Preparing for a Foreclosure AuctionPosted on November 11, 2011 by
Have you ever wondered how the foreclosure process works in Georgia? Kim and I started bidding at foreclosure auctions back in 1995. From then to now, we’ve bought a lot of foreclosure properties. More importantly, we’ve learned which properties NOT to buy!
In Georgia, the foreclosure auction is held on the first Tuesday of each month in front of each county’s courthouse. Georgia Code says the auction is to be held “before the courthouse doors.” Since there are usually steps leading up to the courthouse doors, we use the term “bidding on the steps.”
If a property is in Bartow County and is being foreclosed on, it will be auctioned in front of the Bartow Courthouse. If the property is in Gordon County, then it will be auctioned in front of the Gordon Courthouse.
For a property to be auctioned (a.k.a. cried), the borrower must be in violation of the Security Deed they gave the lender. In addition, the property must be advertised in the legal section of the county’s paper of record for four consecutive weeks before the auction. To find your county’s paper of record, call the Clerk of Courts.

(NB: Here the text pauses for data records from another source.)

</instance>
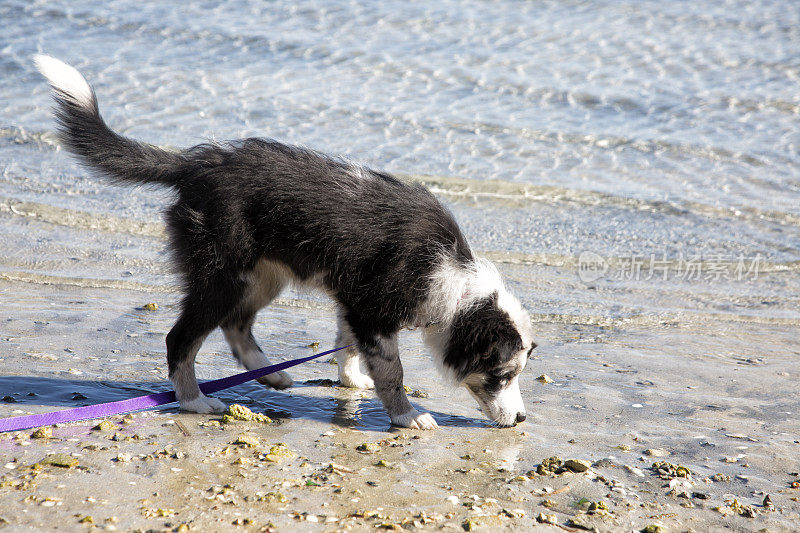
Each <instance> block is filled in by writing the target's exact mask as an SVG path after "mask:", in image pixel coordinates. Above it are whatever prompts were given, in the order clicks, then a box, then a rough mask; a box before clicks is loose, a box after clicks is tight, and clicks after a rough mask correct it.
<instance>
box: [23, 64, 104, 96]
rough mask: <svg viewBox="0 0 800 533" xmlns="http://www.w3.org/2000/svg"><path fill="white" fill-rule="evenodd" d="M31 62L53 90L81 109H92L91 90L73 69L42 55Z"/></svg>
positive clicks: (76, 71)
mask: <svg viewBox="0 0 800 533" xmlns="http://www.w3.org/2000/svg"><path fill="white" fill-rule="evenodd" d="M33 62H34V64H35V65H36V68H37V69H39V72H41V73H42V75H44V77H45V78H47V81H49V82H50V85H51V86H52V87H53V89H56V90H57V91H59V92H60V93H62V94H64V95H65V96H67V97H68V98H70V99H71V100H72V101H73V102H75V103H76V104H78V105H80V106H82V107H92V105H93V103H94V93H93V92H92V88H91V87H90V86H89V82H87V81H86V79H85V78H84V77H83V76H82V75H81V73H80V72H78V70H77V69H76V68H75V67H73V66H70V65H67V64H66V63H64V62H63V61H61V60H59V59H56V58H54V57H50V56H48V55H43V54H39V55H36V56H35V57H34V58H33Z"/></svg>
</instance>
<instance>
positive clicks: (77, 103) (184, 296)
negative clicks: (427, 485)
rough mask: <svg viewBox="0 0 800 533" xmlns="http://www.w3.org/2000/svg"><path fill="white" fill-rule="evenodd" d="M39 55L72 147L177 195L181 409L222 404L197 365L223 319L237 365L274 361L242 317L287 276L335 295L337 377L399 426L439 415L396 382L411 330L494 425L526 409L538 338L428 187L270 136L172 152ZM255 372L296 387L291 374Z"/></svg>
mask: <svg viewBox="0 0 800 533" xmlns="http://www.w3.org/2000/svg"><path fill="white" fill-rule="evenodd" d="M35 63H36V66H37V68H38V69H39V71H40V72H41V73H42V74H43V75H44V76H45V77H46V78H47V79H48V81H49V82H50V84H51V86H52V87H53V90H54V98H55V101H56V107H55V116H56V118H57V121H58V125H59V132H60V138H61V142H62V144H63V146H64V147H65V148H66V149H67V150H69V151H70V152H72V153H73V154H75V155H76V156H78V158H80V160H81V161H82V162H83V163H84V164H85V165H87V166H88V167H89V168H91V169H93V170H95V171H97V172H99V173H100V174H102V175H104V176H106V177H108V178H110V179H111V180H113V181H114V182H117V183H121V184H158V185H162V186H166V187H171V188H172V189H174V190H175V191H176V193H177V195H176V196H177V199H176V201H175V203H174V205H172V206H171V207H170V208H169V209H168V211H167V213H166V222H167V229H168V233H169V243H170V249H171V251H172V256H173V261H174V263H175V265H176V267H177V270H178V271H179V273H180V274H181V276H182V280H183V285H184V290H185V294H184V297H183V301H182V306H181V314H180V317H179V318H178V321H177V322H176V324H175V326H174V327H173V328H172V330H171V331H170V332H169V334H168V335H167V361H168V364H169V377H170V380H171V381H172V383H173V385H174V386H175V392H176V394H177V397H178V400H179V401H180V406H181V409H183V410H186V411H194V412H198V413H211V412H221V411H222V410H224V408H225V405H224V404H223V403H222V402H221V401H220V400H218V399H216V398H211V397H208V396H205V395H204V394H203V393H201V392H200V389H199V388H198V386H197V379H196V378H195V371H194V361H195V356H196V355H197V351H198V349H199V348H200V345H201V344H202V342H203V340H204V339H205V338H206V336H207V335H208V334H209V333H210V332H211V331H212V330H214V328H216V327H217V326H219V327H221V328H222V331H223V333H224V335H225V338H226V339H227V341H228V343H229V344H230V347H231V350H232V352H233V355H234V356H235V357H236V358H237V359H238V360H239V361H240V362H241V364H242V365H244V367H245V368H247V369H250V370H252V369H256V368H260V367H263V366H266V365H269V364H270V362H269V360H268V359H267V357H266V356H265V355H264V353H263V352H262V351H261V348H259V346H258V344H256V341H255V339H254V338H253V334H252V331H251V328H252V326H253V322H254V320H255V317H256V313H257V312H258V311H259V310H260V309H261V308H262V307H264V306H266V305H267V304H268V303H269V302H270V301H271V300H272V299H274V298H275V297H276V296H278V294H279V293H280V292H281V290H282V289H283V288H284V287H285V286H286V285H287V284H290V283H295V284H301V285H312V286H316V287H321V288H322V289H324V290H325V291H327V293H328V294H329V295H330V296H331V297H332V298H333V299H334V300H335V301H336V303H337V304H338V313H337V316H338V327H339V329H338V335H337V339H336V342H337V345H339V346H341V345H347V344H352V345H353V347H351V348H348V349H347V350H344V351H343V353H342V354H340V355H338V356H337V359H338V361H339V379H340V380H341V383H342V384H343V385H345V386H348V387H357V388H373V387H374V388H375V391H376V393H377V394H378V397H380V399H381V401H382V402H383V405H384V407H385V408H386V410H387V411H388V413H389V417H390V418H391V420H392V423H393V424H395V425H398V426H404V427H411V428H418V429H433V428H436V427H437V425H436V421H435V420H434V419H433V417H432V416H431V415H430V414H429V413H420V412H419V411H417V410H416V409H414V407H412V405H411V404H410V403H409V401H408V399H407V398H406V395H405V391H404V390H403V367H402V366H401V364H400V353H399V350H398V346H397V334H398V332H399V331H400V329H402V328H404V327H410V328H414V327H421V328H423V334H424V338H425V341H426V344H427V345H428V346H429V347H430V349H431V350H432V352H433V355H434V358H435V360H436V362H437V363H438V364H437V366H438V367H439V369H440V370H441V371H442V373H443V374H444V375H445V376H446V377H448V378H449V379H450V380H451V381H452V382H454V383H459V384H463V385H465V386H466V387H467V389H468V390H469V392H470V393H471V394H472V395H473V396H474V397H475V399H476V400H477V401H478V403H479V404H480V407H481V408H482V410H483V411H484V412H485V413H486V415H487V416H488V417H489V418H490V419H491V420H493V421H494V422H495V423H496V424H497V425H500V426H504V427H506V426H512V425H514V424H515V423H517V422H521V421H523V420H525V407H524V405H523V403H522V396H521V395H520V391H519V385H518V382H517V377H518V376H519V374H520V372H522V370H523V369H524V368H525V363H526V361H527V356H528V355H530V352H531V350H533V348H534V347H535V344H534V342H533V338H532V337H533V336H532V328H531V323H530V318H529V317H528V314H527V313H526V312H525V310H524V309H523V308H522V306H521V305H520V304H519V302H518V301H517V300H516V299H515V298H514V297H513V296H512V295H511V294H510V293H509V292H508V291H507V290H506V288H505V287H504V285H503V282H502V280H501V279H500V276H499V274H498V272H497V269H496V268H495V267H494V266H493V265H492V264H491V263H490V262H488V261H486V260H483V259H479V258H477V257H475V255H474V253H473V252H472V250H471V249H470V247H469V245H468V244H467V242H466V240H465V239H464V236H463V235H462V233H461V231H460V230H459V228H458V225H457V224H456V222H455V220H454V219H453V216H452V215H451V214H450V213H449V212H448V211H447V210H446V209H445V208H444V207H443V206H442V205H441V204H440V203H439V202H438V201H437V200H436V198H435V197H434V196H433V195H432V194H431V193H430V192H429V191H428V190H427V189H425V188H424V187H422V186H420V185H408V184H406V183H402V182H400V181H399V180H397V179H396V178H394V177H392V176H390V175H388V174H385V173H383V172H376V171H374V170H370V169H367V168H364V167H361V166H357V165H354V164H352V163H349V162H347V161H344V160H342V159H338V158H332V157H328V156H325V155H323V154H320V153H317V152H315V151H312V150H307V149H305V148H299V147H296V146H287V145H285V144H281V143H279V142H276V141H273V140H268V139H256V138H251V139H244V140H240V141H235V142H230V143H227V144H222V145H220V144H204V145H200V146H195V147H193V148H189V149H186V150H183V151H179V152H173V151H168V150H163V149H161V148H158V147H155V146H152V145H149V144H144V143H141V142H138V141H135V140H132V139H128V138H126V137H123V136H120V135H118V134H116V133H114V132H113V131H112V130H111V129H109V127H108V126H107V125H106V123H105V122H104V121H103V119H102V118H101V116H100V113H99V110H98V105H97V98H96V96H95V93H94V91H93V89H92V88H91V87H90V85H89V84H88V83H87V81H86V80H85V79H84V78H83V76H81V74H80V73H79V72H78V71H77V70H76V69H74V68H73V67H71V66H69V65H67V64H66V63H63V62H61V61H59V60H57V59H55V58H52V57H49V56H44V55H39V56H36V58H35ZM362 368H364V369H365V370H366V373H364V371H362ZM259 381H261V383H263V384H265V385H269V386H272V387H274V388H276V389H283V388H286V387H289V386H291V384H292V380H291V378H290V377H289V376H288V375H287V374H286V373H285V372H280V373H278V374H272V375H268V376H265V377H263V378H261V379H260V380H259Z"/></svg>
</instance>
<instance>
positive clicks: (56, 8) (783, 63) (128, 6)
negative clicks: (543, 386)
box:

When the foreclosure ads are first published for the following month’s auction, we get the paper, take the important information listed in each ad and transfer that information to our Foreclosure Form. (NOTE: If you email me, I’ll be happy to send you a copy of our Foreclosure Form.)
After filling out the forms, we drive by the properties that are in the paper. At the property, we take a picture of the house, write down a description, estimate the rehab cost and determine the top offer price we are willing to pay if the property is auctioned.
Each month, we identify between three and ten target properties. At these properties, we do our best to meet with the owners. If the house is vacant – which happens a lot – we inspect the property both inside and out. One of our rules is to not bid on properties that we haven’t thoroughly inspected.
Back at the office, we do a full look-up for each target property. This means looking at the property records recorded in the county’s Deeds Room. This enables us to know who owns the property, how many loans and liens are against the property, whether the property taxes are current, etc.
The day before the auction, we pick up certified funds from our private-money lenders. This is how we pay for a property if we are the high bidder. NOTE: If you buy at the foreclosure auction, you must pay for the property in full with either cash or certified funds.
On the day of the auction, when a crier finishes crying one of our target properties, she sets the opening bid. Then everyone interested in buying the property begins bidding. The highest bidder becomes the new owner of the property.
If we are the high bidder, we immediately call our insurance agent and get insurance on the property. If the house is occupied, our next stop is to file a Dispossessory at Magistrate Court. Finally, we drive to the property, and if the previous owner is still there, we make arrangements to take possession of the property. This is a very careful negotiation.